Tuesday 30 September 2014

The Face of Joy

She had lived through the Holocaust.

Anita Dittman came to speak at my church the other night. She had survived one of the darkest experiences in human history. She had had her family stripped from her when she was still only a girl, really, living for months on her own, praying that her mother would survive the concentration camp. Then forced to work digging trenches for the Nazis while starving, dying from an infection that she had to hide lest she be shot on the spot. When she was finally "safe" in a hospital, the Nazi nurse tried to kill her. She was spared brutal rape by the incoming Russian soldiers only because of the wounds they saw when they stripped her naked. She had seen more indescribable evil and horror than most of us will ever even come close to...

And yet, the joy in her face shone brighter than all the pain.

And I left church Sunday night mesmerized. By her story, yes; by the incredible opportunity I'd just had to meet an 87 year old Jewish survivor of the Holocaust; but mostly by the joy in her face.

I came home, sat down on my side of the bed-- my heart communicating with God even while my mind raced-- and concluded: I want to be that faithful.

I want to stand in the face of this personal darkness and respond with faith. I want to pray and know that He hears and I can trust Him no matter the outcome. I want to face my personal Nazis and watch as God uses them to help me escape (she literally was given a train ride to freedom by some German soldiers after she escaped with 4 other girls from their work camp as the Russians closed in...) to freedom. I want to someday stand before a cloud of witnesses and shine joy from my face because of the grace of my God. I want to stand that firm in the love of Christ, that the deepest darkness can't muffle my praises because I KNOW that this tiny blip of time on earth where satan has reign for a time is just that-- the blink of an eye. And my King is bigger. Bigger than all this pain. Bigger than all this evil. Bigger than all this sin. Bigger than all this betrayal. Bigger than all this heartache...

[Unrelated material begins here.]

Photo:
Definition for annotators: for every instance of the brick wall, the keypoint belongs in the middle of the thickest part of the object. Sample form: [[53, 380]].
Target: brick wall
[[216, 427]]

I just forget so easily how little light it takes to dispel the darkness. The most miniscule flicker breaks the heaviest dark. How can I forget?

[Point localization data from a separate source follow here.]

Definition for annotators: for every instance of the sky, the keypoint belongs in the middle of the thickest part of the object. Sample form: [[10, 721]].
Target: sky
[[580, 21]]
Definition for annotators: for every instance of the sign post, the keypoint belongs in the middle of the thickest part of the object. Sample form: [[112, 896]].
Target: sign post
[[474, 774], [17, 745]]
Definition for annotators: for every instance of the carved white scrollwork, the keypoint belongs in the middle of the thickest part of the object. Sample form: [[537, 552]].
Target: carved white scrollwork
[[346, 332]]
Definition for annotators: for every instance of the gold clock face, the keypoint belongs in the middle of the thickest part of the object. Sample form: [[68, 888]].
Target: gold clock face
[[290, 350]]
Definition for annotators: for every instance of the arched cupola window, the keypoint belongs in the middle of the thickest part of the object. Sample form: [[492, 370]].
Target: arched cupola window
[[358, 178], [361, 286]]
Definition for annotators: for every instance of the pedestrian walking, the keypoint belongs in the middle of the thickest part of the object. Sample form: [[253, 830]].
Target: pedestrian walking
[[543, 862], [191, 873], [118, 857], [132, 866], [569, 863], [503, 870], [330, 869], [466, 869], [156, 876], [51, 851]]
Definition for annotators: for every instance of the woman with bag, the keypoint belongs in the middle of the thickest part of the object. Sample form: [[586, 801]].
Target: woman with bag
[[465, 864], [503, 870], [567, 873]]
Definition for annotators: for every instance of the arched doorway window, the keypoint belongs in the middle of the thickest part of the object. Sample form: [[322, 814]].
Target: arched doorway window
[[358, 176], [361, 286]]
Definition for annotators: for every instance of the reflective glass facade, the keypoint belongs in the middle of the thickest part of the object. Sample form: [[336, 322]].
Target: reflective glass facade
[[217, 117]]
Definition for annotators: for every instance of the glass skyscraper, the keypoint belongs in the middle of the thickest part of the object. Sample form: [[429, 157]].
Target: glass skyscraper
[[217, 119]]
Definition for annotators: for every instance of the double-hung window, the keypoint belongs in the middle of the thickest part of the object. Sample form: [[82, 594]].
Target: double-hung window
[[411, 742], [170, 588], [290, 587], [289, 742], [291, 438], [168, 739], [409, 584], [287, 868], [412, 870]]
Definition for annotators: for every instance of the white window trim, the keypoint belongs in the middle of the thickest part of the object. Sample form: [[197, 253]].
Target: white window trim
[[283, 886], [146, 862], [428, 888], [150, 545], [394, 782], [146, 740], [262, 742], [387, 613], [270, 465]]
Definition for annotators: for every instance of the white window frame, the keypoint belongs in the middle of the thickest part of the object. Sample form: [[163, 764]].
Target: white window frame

Lord, please, in the midst of it all, rise up in me faith like I have never known, and joy that shines out of my eyes midst the tears of gratitude that You see me, You love me, You never leave me-- not even for a moment-- in this inhospitable world. May I not only see your hand in this, but may I grab hold of it so firmly that my faith only increases in the face of evil. And one day, may I give Joy a face for another...

"Be strong and take heart, all you who hope in the Lord."
-- Psalm 31:24

1 comment:

Deb said...

I have a copy of Anita Dittman's book "Trapped in Hitler's Hell". You're more than welcome to borrow and read it, Leah.